Estávamos em 1999, quando estreava entre nós “Eleições”, obra de Alexander Payne (que viria mais tarde ser totalmente reconhecido com “As Confissões de Schmidt” e “Nebraska”), que dispunha através de uma corrente de autodestruição pessoal as grandes diferenças entre moralidade e ética.

O jogo fazia-se pela ambiguidade: um Matthew Broderick (o eternizado Ferris Bueller tornou-se professor dedicado) encontrava na ambiciosa e jovem Reese Witherspoon um futuro inimigo, não apenas da sua causa ética, mas para a sociedade.

Porquê invocar este filme por vezes esquecido? Simples: "Bad Education", inspirado num caso real que obteve mediatismo através de um artigo da New Yorker, usa como bandeja essa mesma dicotomia entre moralidade e ética. Repetem-se a ambiguidade, os ares de escalada descendente e o dilema para o espectador entre os devidos valores e a consciência.

Tudo está invisivelmente entranhado em Hugh Jackman na pele de Frank Tassone, supervisor de uma rede de escolas de topo que invoca constantemente os poderes da educação e os frutos colhidos em gerações futuras... para encobrir uma fraude quase patológica de desvio de fundos.

Sem nunca sair dos eixos do convencional nem emaranhar-se em "chico-espertismos" de um Adam McKay (havia um receio para essa abordagem de "A Queda de Wall Street"), o segundo trabalho de Cory Finley (após o ainda inédito em Portugal "Thoroughbreds", de 2017) dá-nos um filme espirituoso e, de certa forma, atormentado pelas suas próprias causas.
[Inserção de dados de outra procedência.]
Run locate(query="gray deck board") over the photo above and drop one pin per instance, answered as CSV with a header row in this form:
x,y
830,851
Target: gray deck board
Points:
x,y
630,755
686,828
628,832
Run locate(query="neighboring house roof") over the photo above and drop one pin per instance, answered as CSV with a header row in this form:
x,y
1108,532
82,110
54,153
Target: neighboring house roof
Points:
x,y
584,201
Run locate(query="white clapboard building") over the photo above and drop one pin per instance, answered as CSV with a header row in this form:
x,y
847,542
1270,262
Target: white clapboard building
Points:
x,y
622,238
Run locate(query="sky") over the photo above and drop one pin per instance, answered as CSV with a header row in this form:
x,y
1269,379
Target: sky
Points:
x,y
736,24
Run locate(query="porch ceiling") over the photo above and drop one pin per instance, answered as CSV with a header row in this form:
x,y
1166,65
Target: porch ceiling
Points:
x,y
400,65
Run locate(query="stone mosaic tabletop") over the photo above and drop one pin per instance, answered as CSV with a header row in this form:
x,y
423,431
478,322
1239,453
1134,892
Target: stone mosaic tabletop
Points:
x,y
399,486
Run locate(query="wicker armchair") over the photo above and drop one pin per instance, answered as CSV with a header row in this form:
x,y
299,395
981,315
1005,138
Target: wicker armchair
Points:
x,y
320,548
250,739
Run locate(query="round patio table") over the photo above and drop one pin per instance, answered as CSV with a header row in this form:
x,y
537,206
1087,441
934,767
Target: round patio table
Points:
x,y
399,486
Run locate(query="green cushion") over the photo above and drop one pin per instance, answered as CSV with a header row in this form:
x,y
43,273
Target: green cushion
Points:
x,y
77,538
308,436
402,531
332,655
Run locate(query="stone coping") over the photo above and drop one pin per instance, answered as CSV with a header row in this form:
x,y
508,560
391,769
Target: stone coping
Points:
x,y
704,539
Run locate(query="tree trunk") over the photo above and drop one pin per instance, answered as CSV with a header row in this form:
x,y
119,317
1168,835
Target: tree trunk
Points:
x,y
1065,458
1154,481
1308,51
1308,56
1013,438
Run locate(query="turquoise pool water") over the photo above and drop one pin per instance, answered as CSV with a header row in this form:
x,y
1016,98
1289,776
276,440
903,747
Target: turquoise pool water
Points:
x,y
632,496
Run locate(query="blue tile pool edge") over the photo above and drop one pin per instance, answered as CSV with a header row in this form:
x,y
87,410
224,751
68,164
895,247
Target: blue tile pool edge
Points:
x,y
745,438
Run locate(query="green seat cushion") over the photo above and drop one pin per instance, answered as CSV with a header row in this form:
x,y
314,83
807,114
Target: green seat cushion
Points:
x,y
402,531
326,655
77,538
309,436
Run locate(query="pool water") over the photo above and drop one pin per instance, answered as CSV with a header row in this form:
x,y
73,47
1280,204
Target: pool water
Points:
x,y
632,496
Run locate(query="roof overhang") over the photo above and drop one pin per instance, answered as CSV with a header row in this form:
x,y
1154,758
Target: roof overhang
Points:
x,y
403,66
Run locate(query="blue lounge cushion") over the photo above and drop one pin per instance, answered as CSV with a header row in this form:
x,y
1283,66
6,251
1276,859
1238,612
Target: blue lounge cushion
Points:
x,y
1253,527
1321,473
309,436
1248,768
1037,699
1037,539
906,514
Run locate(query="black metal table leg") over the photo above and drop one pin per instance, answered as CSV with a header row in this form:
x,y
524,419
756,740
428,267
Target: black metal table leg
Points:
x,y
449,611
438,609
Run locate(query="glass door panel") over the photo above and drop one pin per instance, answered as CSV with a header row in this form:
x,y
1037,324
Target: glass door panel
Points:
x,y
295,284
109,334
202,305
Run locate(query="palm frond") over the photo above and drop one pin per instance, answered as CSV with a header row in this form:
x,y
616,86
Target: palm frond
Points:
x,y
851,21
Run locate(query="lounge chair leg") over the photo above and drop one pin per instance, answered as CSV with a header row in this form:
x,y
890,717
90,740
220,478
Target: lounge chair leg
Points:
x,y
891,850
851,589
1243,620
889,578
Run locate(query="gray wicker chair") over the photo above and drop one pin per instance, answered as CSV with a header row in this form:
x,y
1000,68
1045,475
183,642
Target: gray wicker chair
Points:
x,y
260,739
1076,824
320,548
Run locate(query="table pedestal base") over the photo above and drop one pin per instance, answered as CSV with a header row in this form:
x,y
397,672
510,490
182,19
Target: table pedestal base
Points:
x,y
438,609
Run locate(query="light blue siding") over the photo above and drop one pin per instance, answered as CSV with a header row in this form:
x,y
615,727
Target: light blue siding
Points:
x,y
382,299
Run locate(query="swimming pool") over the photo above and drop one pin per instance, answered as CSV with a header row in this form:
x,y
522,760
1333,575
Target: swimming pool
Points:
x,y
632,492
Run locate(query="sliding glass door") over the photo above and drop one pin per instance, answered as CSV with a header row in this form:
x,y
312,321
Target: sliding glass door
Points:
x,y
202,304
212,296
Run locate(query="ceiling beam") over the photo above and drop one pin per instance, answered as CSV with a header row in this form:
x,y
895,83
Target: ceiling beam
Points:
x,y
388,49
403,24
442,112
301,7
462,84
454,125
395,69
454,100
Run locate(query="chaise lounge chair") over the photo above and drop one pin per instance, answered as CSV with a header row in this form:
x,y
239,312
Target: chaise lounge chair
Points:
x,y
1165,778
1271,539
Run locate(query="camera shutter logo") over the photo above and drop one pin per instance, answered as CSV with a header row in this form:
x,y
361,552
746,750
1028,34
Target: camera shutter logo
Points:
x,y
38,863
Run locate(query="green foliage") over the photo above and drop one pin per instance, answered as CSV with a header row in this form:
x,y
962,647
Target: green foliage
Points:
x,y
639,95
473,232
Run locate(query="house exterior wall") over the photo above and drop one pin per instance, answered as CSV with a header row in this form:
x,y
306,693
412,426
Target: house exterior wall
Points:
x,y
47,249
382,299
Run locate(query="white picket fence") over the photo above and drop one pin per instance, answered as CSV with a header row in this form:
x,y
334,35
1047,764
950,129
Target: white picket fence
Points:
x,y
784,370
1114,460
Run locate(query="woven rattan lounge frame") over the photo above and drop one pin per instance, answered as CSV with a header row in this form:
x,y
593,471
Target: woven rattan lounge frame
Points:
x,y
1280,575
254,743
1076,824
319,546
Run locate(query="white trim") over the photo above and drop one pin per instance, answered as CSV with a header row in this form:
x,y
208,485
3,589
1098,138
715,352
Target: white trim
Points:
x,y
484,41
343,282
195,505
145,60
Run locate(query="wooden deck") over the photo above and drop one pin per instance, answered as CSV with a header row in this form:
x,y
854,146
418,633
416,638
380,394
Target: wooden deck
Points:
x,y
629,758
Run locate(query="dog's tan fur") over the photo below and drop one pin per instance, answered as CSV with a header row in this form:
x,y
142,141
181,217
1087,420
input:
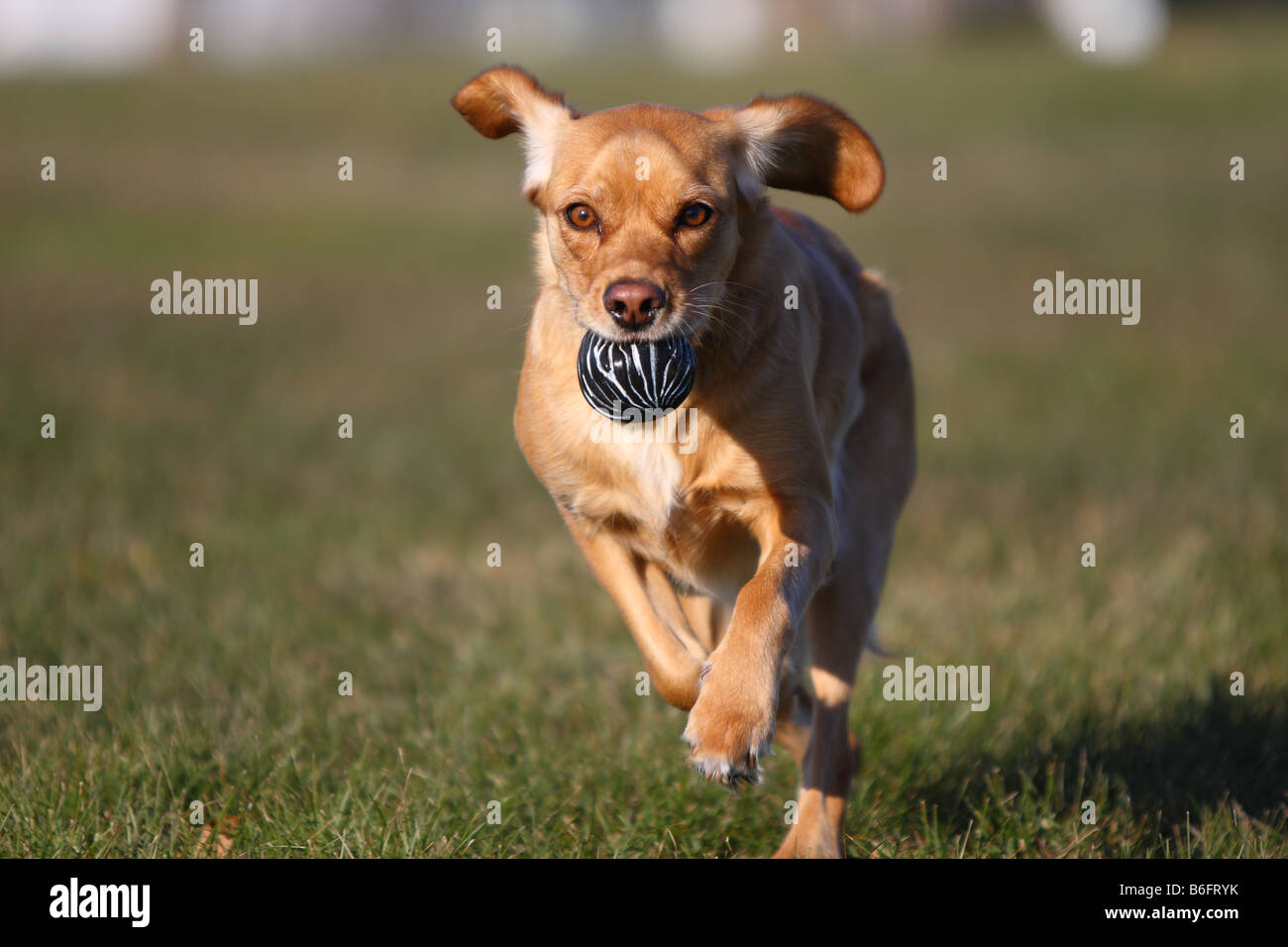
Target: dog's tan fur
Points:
x,y
782,515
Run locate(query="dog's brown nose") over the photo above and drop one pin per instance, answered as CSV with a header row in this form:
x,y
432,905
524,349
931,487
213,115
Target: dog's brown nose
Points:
x,y
634,303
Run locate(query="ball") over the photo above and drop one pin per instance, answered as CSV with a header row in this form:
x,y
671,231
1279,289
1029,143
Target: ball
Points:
x,y
635,380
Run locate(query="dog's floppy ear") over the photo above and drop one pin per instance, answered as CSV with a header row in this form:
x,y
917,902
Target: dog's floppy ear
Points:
x,y
505,99
803,144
Como cúmplice do "crime" surge um calculista Hugh Jackman (o sarcasmo de Allison Janney tem a sua quote no "show"), entre a empatia e as dúvidas constantes por causa dos atos questionáveis.

Apesar do filme não poder concorrer aos Óscares por ter sido lançado em streaming sem nunca ter prevista a estreia nos cinemas, o desempenho é mais que recomendável e esperemos que se esgotem as dúvidas que o ator australiano é um dos grandes "lead men" das últimas duas décadas: enquanto descortina uma sede existencial e afetiva para lá do signo do truque matreiro, ele afasta-se da mera esquematização biográfica e aposta numa personagem de camadas, literalmente, que decifrarão mais do filme do que do próprio de Frank Tassone.

Os maneirismos, a preocupação estetizada e a máscara da discrição que é usada como arma para a não-interação social, são mais do que pormenores da personagem: tratam-se de analogias sobre uma sociedade assente em aparências, que ficam acima das condutas éticas.

Pelo meio, fica a imagem dos professores, os “sentinelas” dos valores morais, proclamados para formar a sua “descendência”. São eles os inquisidores da atualidade, os corretores da “verdade” e os formadores dos senhores do amanhã.

De alguma maneira, "Bad Education" funciona como uma imagem da América "pré-Trump", a dos políticos formatados em ditames e sermões, que projetam uma imagem de "provedor do bem" que nos desvia o olhar dos esquemas ocultos e da falência moral. Tudo mudou: hoje é mais... como diríamos... "escancarado".